Leporinus vanzoi
- Conservation status: Least Concern (IUCN 3.1)

Scientific classification
- Kingdom: Animalia
- Phylum: Chordata
- Class: Actinopterygii
- Order: Characiformes
- Family: Anostomidae
- Genus: Leporinus
- Species: L. vanzoi
- Binomial name: Leporinus vanzoi Britski & Garavello, 2005

= Leporinus vanzoi =

- Authority: Britski & Garavello, 2005
- Conservation status: LC

Species of fish

Leporinus vanzoi is a species of freshwater ray-finned fish belonging to the family Anostomidae, the toothed headstanders. It is endemic to Brazil and found in the Tapajós (upper Amazon basin).
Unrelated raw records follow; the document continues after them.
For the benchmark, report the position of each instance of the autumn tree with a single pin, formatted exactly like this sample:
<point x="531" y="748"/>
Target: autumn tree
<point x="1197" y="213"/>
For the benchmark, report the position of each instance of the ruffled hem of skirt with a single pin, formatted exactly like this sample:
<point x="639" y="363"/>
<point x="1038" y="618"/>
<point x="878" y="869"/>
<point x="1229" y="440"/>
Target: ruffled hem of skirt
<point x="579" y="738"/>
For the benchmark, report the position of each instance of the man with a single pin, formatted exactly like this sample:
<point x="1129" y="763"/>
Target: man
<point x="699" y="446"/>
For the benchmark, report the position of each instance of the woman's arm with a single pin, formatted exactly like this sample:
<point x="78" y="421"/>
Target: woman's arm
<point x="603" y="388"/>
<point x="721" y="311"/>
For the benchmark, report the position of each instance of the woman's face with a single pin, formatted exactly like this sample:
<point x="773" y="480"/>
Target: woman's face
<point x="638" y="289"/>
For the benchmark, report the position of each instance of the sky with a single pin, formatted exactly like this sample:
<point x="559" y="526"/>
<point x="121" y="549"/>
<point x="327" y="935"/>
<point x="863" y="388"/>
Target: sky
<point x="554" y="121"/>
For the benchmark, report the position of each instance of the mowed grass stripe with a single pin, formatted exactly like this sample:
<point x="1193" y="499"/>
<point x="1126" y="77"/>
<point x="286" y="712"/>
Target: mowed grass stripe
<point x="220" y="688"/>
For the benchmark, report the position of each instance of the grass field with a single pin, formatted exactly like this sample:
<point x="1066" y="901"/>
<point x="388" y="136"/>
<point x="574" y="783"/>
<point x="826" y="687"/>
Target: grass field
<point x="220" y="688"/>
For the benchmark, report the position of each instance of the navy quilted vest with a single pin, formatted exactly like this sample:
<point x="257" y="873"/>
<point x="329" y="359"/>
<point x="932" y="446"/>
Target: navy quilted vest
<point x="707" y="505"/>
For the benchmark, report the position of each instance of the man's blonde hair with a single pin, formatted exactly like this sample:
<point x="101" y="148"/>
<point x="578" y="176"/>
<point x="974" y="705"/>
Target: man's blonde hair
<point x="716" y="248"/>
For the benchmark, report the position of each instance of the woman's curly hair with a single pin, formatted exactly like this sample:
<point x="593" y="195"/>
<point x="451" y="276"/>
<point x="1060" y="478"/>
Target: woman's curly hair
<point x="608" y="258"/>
It can grow to 11.8 cm standard length.

==Etymology==
The fish is named in honor of herpetologist Paulo Emílio "Vanzo" Vanzolini (1924–2013), the founder of Expedição Permanente à Amazônia (EPA), which has greatly contributed to the Amazonian fish collection at the Universidade de São Paulo, Museu de Zoologia in São Paulo, Brazil and to Brazilian fish studies in general. The type specimens were collected by members of the EPA under the direction of Vanzolini.